Маноло, сидевший в кресле у пулемета, рядом с Фернандо, который все еще сжимал рукоятки фрикционов, Маноло, самый младший из братьев, стянул с головы шлем и расстегнул верхнюю пуговицу на курточке. Он словно показывал старшим братьям, что не станет жаловаться. Потом повернул голову вправо и щелкнул пальцем по фотографии молодой женщины.
— Так я ее и не нашел. А ведь здесь написано, что фотография сделана в Барселоне.
Пабло сел на пол танка и тоже стянул с головы шлем.
— В такие минуты надо думать о матери…
Около танка послышались голоса. Чем-то постучали в броню.
— Сдавайтесь! Мы не тронем ваши вонючие шкуры!
Маноло повернулся к старшему брату и сказал:
— Я не смогу думать о маме… Это очень трудно.
— Ладно. Думай о чем хочешь. Хоть об этой…
— Сдавайтесь! Наше командование гарантирует вам жизнь. Даем три минуты на размышление.
Это, видимо, говорил офицер. Тотчас снова послышался его голос, приказавший принести ворох виноградных лоз.

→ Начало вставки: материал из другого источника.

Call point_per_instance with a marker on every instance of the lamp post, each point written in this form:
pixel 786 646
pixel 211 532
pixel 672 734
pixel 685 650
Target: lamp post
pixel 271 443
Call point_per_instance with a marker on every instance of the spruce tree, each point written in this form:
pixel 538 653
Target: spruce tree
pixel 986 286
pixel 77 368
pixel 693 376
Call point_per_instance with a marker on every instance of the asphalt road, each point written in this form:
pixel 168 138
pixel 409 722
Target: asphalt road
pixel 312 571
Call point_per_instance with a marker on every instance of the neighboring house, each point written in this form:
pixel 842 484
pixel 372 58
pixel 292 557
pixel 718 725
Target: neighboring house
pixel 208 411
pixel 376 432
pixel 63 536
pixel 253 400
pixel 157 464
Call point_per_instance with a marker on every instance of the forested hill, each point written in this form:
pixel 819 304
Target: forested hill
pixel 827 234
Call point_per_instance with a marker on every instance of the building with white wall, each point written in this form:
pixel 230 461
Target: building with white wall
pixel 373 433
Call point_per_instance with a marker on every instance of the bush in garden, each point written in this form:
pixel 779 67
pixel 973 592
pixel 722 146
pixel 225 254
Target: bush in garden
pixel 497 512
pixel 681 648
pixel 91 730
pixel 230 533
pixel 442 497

Пабло поднял голову и посмотрел в лицо советнику.
— Ты ведешь себя, как настоящий испанец. Жаль, что никто не сможет передать нашей матери, что у нее было не трое, а четверо сыновей. Наше братство скреплено смертью. Наша мать будет очень страдать. Но это будет гордое страдание. Не каждой матери, Педро, выпадает на долю такое страдание и такая гордость. Жаль, что она не узнает, что у нее было не трое, а четверо сыновей. А сколько сыновей у твоей матери, Педро?
— Четырнадцать.
— Четырнадцать сыновей?
— Да.
— И все живы?
— Нет. Отец и шестеро моих братьев убиты в гражданскую войну. И еще четверо умерло от болезней, от голода.
— Жаль, — сказал Пабло, — что твоя мать не узнает, что у нее было не четырнадцать, а семнадцать сыновей.
Они говорили негромко, вполголоса — сердцем чувствовали, что нельзя говорить громко, что это нарушило бы их уединение, их отчужденность, сделало бы тех, кто находится там, за стальным щитом брони, свидетелями их последних разговоров, последних слов. И если бы они говорили громко и те, за броней, слышали их, это было бы омерзительно.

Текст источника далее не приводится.